By analyzing the GPS data points along with anecdotal information from the community, Adolfo was able to identify “hot spots” of animal activity along the highway that should be considered priority locations to build wildlife crossings (e.g. subterranean tunnels for ground animals and hanging ropes for monkeys, squirrels and other tree species.) These measures, along with increase signage and awareness, can help to save the lives of both humans and animals. Adolfo worked hard to make sure the results of his study were made available to the public, stating that “I had several meetings with national ministries and CONAVI, the developer, to let them know this study exists and that it addresses very serious concerns about wildlife in the country. This would be the first time that a long-term study has been included in the construction of a highway before the actual project begins.”
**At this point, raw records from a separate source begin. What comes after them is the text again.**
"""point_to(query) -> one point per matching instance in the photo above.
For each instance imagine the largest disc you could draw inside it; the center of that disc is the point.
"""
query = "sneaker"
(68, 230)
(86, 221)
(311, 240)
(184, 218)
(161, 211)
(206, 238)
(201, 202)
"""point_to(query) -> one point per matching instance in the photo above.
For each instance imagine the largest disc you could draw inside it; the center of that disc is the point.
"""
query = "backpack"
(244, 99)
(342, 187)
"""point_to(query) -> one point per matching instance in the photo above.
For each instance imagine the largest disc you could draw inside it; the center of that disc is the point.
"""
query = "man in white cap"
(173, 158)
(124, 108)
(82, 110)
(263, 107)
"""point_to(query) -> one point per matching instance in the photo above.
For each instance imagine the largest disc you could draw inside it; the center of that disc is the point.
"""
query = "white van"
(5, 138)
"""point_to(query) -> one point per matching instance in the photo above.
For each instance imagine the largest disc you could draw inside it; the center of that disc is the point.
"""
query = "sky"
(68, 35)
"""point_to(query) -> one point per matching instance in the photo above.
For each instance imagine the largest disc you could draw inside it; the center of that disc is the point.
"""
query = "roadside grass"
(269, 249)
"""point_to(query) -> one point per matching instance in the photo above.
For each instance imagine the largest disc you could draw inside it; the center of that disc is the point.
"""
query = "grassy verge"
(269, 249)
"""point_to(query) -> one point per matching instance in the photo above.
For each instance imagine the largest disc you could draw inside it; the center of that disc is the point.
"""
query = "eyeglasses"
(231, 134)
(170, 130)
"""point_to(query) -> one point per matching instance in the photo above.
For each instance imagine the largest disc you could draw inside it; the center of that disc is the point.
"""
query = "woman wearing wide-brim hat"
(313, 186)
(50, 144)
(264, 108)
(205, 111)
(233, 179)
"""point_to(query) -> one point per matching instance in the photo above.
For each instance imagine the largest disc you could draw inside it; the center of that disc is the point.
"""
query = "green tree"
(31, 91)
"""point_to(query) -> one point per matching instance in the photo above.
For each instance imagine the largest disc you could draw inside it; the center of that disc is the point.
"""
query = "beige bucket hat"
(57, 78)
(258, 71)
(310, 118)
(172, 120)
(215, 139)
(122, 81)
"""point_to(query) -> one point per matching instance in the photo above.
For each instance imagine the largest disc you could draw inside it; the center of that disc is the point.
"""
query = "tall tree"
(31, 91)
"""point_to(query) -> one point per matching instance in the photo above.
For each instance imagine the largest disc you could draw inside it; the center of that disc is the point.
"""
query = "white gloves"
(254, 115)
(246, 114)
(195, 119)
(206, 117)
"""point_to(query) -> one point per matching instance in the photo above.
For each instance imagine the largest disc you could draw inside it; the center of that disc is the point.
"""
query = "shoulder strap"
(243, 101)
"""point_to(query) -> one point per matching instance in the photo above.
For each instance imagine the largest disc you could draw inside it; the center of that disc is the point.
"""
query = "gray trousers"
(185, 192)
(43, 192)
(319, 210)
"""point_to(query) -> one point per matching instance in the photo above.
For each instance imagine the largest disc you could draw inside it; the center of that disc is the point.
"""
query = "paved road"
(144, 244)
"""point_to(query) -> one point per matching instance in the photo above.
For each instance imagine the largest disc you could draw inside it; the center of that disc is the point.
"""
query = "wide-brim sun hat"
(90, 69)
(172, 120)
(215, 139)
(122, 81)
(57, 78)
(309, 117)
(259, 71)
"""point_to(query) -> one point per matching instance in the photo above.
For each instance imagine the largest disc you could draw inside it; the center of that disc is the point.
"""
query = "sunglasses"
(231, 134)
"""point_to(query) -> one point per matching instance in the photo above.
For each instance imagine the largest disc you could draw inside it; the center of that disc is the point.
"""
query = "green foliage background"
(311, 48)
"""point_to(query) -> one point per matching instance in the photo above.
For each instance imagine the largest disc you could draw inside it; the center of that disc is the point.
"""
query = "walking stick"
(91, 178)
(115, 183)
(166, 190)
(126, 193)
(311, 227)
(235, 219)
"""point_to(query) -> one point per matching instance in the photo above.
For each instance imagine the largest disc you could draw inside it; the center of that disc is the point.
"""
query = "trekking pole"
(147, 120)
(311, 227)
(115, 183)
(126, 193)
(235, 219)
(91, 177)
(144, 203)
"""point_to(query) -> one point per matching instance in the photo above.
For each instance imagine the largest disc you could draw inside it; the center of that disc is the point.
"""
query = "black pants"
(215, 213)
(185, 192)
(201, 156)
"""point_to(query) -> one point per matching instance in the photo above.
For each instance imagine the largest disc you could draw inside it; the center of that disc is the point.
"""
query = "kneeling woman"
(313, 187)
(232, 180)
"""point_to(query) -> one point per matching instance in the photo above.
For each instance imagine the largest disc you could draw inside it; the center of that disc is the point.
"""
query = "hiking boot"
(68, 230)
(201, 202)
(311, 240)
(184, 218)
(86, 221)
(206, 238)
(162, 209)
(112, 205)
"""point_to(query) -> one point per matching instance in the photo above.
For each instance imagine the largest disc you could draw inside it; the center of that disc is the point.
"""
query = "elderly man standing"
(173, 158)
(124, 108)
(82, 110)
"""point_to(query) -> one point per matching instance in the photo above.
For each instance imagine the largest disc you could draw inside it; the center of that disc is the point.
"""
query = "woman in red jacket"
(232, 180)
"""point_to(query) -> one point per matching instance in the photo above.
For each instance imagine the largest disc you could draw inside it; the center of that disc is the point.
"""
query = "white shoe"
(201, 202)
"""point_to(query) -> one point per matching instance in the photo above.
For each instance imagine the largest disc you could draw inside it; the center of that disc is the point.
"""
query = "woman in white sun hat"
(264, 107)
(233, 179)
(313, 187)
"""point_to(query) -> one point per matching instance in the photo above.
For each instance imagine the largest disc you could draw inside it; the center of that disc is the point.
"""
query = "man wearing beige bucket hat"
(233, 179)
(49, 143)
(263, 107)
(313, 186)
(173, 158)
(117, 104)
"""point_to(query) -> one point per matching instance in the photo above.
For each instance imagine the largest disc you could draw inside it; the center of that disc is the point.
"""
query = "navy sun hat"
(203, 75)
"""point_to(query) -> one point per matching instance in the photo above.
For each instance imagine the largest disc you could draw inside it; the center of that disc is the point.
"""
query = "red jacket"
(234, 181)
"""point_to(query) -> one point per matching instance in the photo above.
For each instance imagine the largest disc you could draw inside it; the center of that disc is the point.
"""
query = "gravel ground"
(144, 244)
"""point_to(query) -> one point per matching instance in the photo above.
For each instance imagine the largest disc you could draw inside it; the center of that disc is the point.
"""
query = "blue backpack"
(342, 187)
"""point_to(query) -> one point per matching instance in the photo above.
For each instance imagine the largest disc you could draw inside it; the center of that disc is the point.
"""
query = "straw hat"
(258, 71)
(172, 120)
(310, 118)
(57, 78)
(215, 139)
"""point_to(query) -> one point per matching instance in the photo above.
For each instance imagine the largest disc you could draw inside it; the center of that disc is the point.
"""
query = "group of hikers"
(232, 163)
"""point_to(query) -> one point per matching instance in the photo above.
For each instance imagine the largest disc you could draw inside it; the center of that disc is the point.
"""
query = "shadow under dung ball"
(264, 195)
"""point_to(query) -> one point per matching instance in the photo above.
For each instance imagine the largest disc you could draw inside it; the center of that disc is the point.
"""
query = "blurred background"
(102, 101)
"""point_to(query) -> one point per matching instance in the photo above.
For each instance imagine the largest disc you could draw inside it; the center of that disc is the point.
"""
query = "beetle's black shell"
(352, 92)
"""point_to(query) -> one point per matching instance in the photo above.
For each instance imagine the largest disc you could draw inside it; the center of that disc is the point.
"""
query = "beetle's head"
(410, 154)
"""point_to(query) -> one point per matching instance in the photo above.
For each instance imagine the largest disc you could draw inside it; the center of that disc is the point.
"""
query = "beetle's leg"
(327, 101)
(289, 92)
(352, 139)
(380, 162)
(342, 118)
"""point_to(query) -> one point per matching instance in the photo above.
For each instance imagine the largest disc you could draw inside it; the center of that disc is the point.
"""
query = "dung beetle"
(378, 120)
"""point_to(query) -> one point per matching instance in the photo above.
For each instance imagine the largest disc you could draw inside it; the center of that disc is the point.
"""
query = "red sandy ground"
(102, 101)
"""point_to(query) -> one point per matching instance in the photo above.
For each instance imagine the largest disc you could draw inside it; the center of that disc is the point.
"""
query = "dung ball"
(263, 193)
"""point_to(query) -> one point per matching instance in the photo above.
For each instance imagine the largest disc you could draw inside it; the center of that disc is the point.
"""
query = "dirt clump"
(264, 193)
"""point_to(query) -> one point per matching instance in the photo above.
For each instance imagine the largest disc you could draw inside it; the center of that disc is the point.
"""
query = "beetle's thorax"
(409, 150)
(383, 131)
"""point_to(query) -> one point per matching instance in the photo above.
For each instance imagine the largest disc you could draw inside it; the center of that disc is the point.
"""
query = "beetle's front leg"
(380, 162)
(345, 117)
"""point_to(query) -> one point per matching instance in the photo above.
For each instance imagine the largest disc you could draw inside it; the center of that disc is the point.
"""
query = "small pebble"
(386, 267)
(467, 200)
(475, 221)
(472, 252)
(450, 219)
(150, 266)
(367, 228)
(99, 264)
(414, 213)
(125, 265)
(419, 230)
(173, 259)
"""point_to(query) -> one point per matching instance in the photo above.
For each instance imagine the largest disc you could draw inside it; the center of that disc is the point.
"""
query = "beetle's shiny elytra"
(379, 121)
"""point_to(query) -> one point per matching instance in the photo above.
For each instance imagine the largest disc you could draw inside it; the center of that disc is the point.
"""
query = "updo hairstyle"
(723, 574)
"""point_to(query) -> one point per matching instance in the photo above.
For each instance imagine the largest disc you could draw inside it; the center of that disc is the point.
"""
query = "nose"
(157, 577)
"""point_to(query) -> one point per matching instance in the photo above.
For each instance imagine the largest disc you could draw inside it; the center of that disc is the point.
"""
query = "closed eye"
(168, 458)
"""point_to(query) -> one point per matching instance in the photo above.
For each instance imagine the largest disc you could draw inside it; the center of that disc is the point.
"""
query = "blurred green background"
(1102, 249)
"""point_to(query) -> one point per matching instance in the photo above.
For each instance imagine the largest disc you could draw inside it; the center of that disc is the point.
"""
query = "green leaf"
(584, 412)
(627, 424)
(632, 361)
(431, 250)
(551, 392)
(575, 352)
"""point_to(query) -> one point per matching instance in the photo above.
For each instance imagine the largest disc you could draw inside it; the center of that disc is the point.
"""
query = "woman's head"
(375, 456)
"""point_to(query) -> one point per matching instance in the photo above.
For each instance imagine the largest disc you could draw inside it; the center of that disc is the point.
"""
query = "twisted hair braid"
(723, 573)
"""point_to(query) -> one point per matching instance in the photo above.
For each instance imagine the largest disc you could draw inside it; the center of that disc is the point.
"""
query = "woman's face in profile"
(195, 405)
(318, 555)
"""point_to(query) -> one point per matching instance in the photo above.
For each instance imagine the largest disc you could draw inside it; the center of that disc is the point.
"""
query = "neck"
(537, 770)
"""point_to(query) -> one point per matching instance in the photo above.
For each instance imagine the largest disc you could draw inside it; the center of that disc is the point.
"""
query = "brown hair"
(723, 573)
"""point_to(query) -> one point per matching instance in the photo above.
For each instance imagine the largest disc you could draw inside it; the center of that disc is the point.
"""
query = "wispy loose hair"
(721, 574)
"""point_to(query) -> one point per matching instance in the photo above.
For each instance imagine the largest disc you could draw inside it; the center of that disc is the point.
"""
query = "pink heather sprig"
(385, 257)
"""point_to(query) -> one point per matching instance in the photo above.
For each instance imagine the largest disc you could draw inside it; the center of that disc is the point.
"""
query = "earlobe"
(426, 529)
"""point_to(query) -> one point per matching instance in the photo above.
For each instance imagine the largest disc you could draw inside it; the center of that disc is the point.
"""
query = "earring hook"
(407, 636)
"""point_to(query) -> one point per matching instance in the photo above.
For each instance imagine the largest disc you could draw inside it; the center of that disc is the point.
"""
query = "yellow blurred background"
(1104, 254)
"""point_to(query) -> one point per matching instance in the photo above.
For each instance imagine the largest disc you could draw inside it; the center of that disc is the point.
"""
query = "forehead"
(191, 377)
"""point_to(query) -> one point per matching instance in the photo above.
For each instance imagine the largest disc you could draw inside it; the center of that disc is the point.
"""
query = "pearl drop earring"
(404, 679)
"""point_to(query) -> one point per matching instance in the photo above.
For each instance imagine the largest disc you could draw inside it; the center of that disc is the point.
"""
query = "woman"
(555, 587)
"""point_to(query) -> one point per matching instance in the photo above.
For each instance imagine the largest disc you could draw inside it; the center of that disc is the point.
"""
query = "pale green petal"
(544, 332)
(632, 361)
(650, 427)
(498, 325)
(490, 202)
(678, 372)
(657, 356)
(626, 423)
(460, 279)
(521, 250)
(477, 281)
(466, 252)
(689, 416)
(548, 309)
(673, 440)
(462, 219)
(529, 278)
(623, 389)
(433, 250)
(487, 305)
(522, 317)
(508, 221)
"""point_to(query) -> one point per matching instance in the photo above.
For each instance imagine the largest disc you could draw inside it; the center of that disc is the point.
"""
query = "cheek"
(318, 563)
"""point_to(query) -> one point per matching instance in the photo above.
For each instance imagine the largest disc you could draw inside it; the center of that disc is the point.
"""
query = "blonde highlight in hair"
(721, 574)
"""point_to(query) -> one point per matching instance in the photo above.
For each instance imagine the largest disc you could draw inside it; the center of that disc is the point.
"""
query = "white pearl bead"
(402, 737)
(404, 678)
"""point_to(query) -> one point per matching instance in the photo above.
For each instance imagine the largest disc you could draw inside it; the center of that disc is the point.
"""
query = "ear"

The analysis served as Adolfo’s thesis for his degree in Biodiversity Conservation at the Tropical Agriculture Research and Higher Education (CATIE), where he graduated in December 2014. The final study was reviewed by a panel of experts that include the Committee of Roads and Wildlife. Adolfo reflects that his choice of a Master’s program with a strong practical component was influenced by the “holistic and experiential approach to education” he encountered at EARTH.
Adolfo reflects, “It was hard to see animals in such a terrible state, but I hope that by studying them we can help avoid their deaths in future and make a safer road for everyone,” and adds that he is satisfied to have “created something that can really be used to support biodiversity conservation in this country.”